In the long run you always pay the price for unnecessary complexity - and with interests.

beebmam · on July 13, 2022

That's not what I'm saying.

I said that saying K8s is like X requires that you show how it is like X first, before you can draw any conclusions from that analogy. Otherwise, it is not an argument and should have zero value in a conversation, other than someone stating their (unsupported) opinion.

maxbond · on July 13, 2022

I think what you're missing is that they didn't give you an argument, they told you how they felt about Kubernetes. And that's a totally reasonable thing for them to do. You aren't owed an argument.
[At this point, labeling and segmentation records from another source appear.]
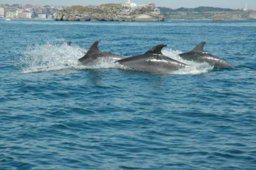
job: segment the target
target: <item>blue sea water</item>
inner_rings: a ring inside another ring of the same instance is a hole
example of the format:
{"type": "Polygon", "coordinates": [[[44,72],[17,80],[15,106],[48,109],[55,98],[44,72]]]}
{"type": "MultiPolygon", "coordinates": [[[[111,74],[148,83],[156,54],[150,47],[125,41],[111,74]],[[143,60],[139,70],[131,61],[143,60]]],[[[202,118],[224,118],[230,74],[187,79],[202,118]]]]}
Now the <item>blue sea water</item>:
{"type": "Polygon", "coordinates": [[[256,169],[255,21],[0,20],[0,169],[256,169]],[[191,67],[81,66],[98,39],[191,67]],[[179,58],[202,41],[235,68],[179,58]]]}

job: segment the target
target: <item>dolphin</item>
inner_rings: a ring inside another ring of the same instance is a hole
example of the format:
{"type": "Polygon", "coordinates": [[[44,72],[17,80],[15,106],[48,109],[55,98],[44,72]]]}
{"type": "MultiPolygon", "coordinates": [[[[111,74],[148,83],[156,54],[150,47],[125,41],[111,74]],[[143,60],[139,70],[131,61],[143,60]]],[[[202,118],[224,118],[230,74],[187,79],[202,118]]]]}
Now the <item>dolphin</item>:
{"type": "Polygon", "coordinates": [[[121,55],[112,54],[110,52],[100,51],[98,47],[100,40],[95,41],[90,47],[87,52],[82,58],[78,59],[79,61],[83,65],[89,65],[95,63],[98,60],[103,59],[104,60],[114,61],[124,59],[121,55]]]}
{"type": "Polygon", "coordinates": [[[208,54],[204,51],[205,42],[202,42],[192,51],[179,55],[184,60],[192,60],[198,62],[207,62],[210,65],[216,68],[233,67],[231,64],[216,56],[208,54]]]}
{"type": "Polygon", "coordinates": [[[162,74],[189,67],[163,54],[162,50],[166,46],[165,44],[158,45],[144,54],[127,58],[116,62],[139,71],[162,74]]]}

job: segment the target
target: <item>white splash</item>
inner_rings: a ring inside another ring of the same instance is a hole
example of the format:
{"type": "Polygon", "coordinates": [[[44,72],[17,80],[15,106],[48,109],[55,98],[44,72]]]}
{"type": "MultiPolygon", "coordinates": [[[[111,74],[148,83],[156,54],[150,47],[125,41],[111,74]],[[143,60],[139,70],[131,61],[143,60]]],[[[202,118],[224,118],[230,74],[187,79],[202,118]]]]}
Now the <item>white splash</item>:
{"type": "Polygon", "coordinates": [[[21,73],[27,74],[62,69],[98,69],[119,67],[109,59],[98,60],[95,64],[85,66],[78,59],[84,55],[85,50],[77,46],[68,46],[63,42],[61,44],[47,43],[28,48],[21,59],[21,73]]]}
{"type": "MultiPolygon", "coordinates": [[[[24,56],[21,59],[21,73],[57,71],[62,69],[102,69],[109,68],[122,68],[131,69],[118,63],[111,58],[104,58],[95,61],[90,66],[82,65],[78,59],[84,55],[87,51],[81,47],[71,45],[68,46],[66,42],[59,42],[47,43],[44,45],[37,44],[29,47],[24,52],[24,56]]],[[[213,67],[207,63],[196,63],[182,60],[179,51],[166,49],[163,51],[165,55],[189,66],[178,71],[170,72],[172,74],[199,74],[209,72],[213,67]]]]}
{"type": "Polygon", "coordinates": [[[182,52],[178,50],[167,48],[163,50],[162,53],[170,58],[189,66],[189,67],[185,67],[183,69],[171,72],[172,74],[196,75],[208,72],[213,69],[213,67],[206,62],[198,63],[193,61],[183,60],[179,55],[179,54],[182,53],[182,52]]]}

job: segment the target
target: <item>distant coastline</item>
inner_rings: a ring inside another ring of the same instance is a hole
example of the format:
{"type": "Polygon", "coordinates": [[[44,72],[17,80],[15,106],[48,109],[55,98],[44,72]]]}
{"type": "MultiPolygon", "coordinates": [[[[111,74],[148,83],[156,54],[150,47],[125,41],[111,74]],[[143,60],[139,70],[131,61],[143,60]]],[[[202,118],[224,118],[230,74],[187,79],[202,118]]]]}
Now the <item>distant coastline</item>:
{"type": "Polygon", "coordinates": [[[153,3],[108,4],[99,6],[0,4],[0,20],[149,21],[172,20],[227,21],[256,20],[256,11],[209,6],[177,9],[156,7],[153,3]]]}
{"type": "Polygon", "coordinates": [[[209,6],[177,9],[158,7],[167,20],[246,20],[256,19],[256,11],[249,9],[223,9],[209,6]]]}

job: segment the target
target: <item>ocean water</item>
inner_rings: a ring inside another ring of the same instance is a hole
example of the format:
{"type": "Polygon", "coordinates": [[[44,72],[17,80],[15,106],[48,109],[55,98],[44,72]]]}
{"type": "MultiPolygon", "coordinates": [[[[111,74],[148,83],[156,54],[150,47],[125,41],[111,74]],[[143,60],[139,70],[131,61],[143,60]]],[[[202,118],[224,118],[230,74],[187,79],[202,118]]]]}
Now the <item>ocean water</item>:
{"type": "Polygon", "coordinates": [[[256,169],[256,21],[0,20],[0,169],[256,169]],[[81,66],[98,39],[191,67],[81,66]],[[235,68],[179,58],[202,41],[235,68]]]}

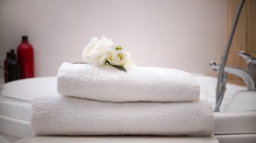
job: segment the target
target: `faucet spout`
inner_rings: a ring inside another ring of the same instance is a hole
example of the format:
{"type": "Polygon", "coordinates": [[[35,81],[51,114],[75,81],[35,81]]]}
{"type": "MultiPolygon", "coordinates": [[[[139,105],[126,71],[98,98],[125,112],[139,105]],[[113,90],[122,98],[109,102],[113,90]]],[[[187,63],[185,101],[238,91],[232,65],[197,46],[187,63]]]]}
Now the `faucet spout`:
{"type": "MultiPolygon", "coordinates": [[[[220,66],[217,65],[216,62],[211,62],[210,63],[211,70],[214,71],[220,70],[220,66]]],[[[226,66],[224,68],[224,72],[227,73],[236,75],[241,78],[246,84],[248,90],[255,90],[255,82],[252,77],[247,72],[241,69],[235,67],[226,66]]]]}

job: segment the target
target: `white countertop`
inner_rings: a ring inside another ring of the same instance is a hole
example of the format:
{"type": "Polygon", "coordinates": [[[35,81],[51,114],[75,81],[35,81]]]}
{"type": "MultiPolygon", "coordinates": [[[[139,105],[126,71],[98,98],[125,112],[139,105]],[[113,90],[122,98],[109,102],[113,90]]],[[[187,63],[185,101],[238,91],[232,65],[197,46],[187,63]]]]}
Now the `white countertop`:
{"type": "Polygon", "coordinates": [[[15,143],[70,143],[70,142],[168,142],[168,143],[220,143],[211,136],[28,136],[15,143]]]}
But if you had asked politely you probably would've gotten one.

When it comes to political discussions, I think it is reasonable to demand that everyone who chooses to participate substantiate their claims and make arguments rather than stating opinions. Misinformation about politics is serious, it can be a matter of life and death.

That standard does not apply to talking smack about Kubernetes on the internet. I can tell you that programming in Python feels like a game of operation and that programming in Rust feels like a breath of fresh air. I don't have to tell you why. You shouldn't try to argue against this, either - it isn't something I can possibly be wrong about, or that you could possibly understand better than I. You can tell me about how you feel like Rust is overhyped garbage (I have no idea how you feel about Rust, it's only an example). But why would you try to tell me how I feel?

What is the consequence if my statement goes unchallenged? Someone tries to learn Rust and is disappointed that it doesn't match the hype? Some engineer starts a new project in Go instead of Python because they don't want to play operation? Life goes on.

If you look at it through that lens, you can make sense of it. They're not saying there's a relevant similarity between Kubernetes and vehicles. They're saying that with more complex tools you make more complex mistakes, that Kubernetes may have solved problems but it also gave us more rope to hang ourselves. And I bet you'd have something interesting and productive to say in response to that idea - you obviously have passionate opinions on this subject.

I'd also note, no one ever said not to use Kubernetes. The general vibe was that Kubernetes is stressful to work with. Again, no one is making an argument - they're venting to other engineers.

beebmam · on July 13, 2022

>I think what you're missing is that they didn't give you an argument

That's fine, and I'm glad that people are admitting that their comment shouldn't be taken as persuasive, or anything other than self-expression. Many people think analogies are persuasive, but they're often nothing more than illogical rhetoric, and it's a critical blunder to be persuaded by an unjustified analogy.

inkeddeveloper · on July 12, 2022

This rant is completely unrelated and definitely not wanted.

naikrovek · on July 12, 2022

I’ve written entire software packages which do what I need, exactly, rather than try to get Kubernetes to behave, and I am much happier for it.

nicce · on July 12, 2022

You can write many books from Kubernetes and still not know it perfectly.